# Piper on Sacraments



## Scott (Jun 3, 2005)

Someone posted something about John Piper coming to understand the sacraments as converying grace and not being just a memorial. Can anyone direct me to that resource (an article or whatever of his)? Thanks


----------



## RamistThomist (Jun 3, 2005)

I think it would be more accurate, from what I understand of Piper, to say that he has come to a more Reformed and less Baptistic view of the sacraments. A lot of Reformed Baptists--like Beasley-Murray--have done similar. Now, I don't know how this would co-op with his credobaptism.


----------



## Scott (Jun 3, 2005)

I rememebr reading something about him beleiving that something really happened during the Lord's Supper. It was more than a memory device.


----------



## puriteen18 (Jun 10, 2005)

I heard Piper once say that although we do recieve grace in the sacraments, that it is no more than the grace we receive in doing anything else out of faith. Then, if memory serves me correctly, he went on to list a few mundane activities that everyone performs at some time of the day.

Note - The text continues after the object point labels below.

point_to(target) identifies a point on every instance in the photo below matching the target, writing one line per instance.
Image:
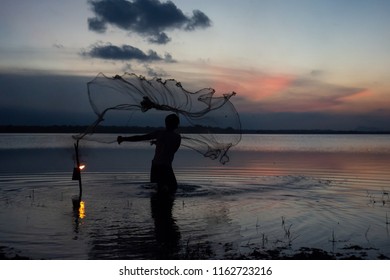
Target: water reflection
(78, 215)
(166, 230)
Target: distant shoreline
(137, 129)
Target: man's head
(172, 122)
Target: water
(278, 192)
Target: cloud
(124, 52)
(150, 18)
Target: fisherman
(167, 143)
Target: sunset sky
(295, 64)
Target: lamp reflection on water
(82, 210)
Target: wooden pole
(76, 147)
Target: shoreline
(139, 129)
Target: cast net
(209, 124)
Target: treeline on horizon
(196, 129)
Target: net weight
(242, 270)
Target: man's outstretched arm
(136, 138)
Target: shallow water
(278, 191)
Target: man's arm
(136, 138)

He, I think, was making a point of sustaining grace.

It was hearing this that really turned me off Piper.

(_And now to venture out upon a small tangent_)

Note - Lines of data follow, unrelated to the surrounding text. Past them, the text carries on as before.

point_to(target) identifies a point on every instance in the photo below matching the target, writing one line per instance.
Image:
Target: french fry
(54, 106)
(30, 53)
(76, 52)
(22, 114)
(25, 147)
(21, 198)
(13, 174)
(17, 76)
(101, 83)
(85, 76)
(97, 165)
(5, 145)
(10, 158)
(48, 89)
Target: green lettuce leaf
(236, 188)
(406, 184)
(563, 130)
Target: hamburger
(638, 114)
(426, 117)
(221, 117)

The problem with most "Reformed" Baptists is that they are really nothing more than five-pointers. It seems that even those that claim to hold to the 1689 haven't read it thoroughly enough.

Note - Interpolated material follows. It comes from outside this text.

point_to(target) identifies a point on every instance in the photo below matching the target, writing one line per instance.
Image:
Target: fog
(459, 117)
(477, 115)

If these would just follow the 1689 confession and catechism it would be okay, since they both teach that worthy recievers do spiritually commune with the body and blood of Christ.

Historically speaking, there is nothing "Baptistic" about the memorial view, atleast in the Particular Baptist line. 

The memorial veiw seems to be adopted from the Free Will Baptists, or perhaps even the Mennonites around the end of the nineteenth century.


----------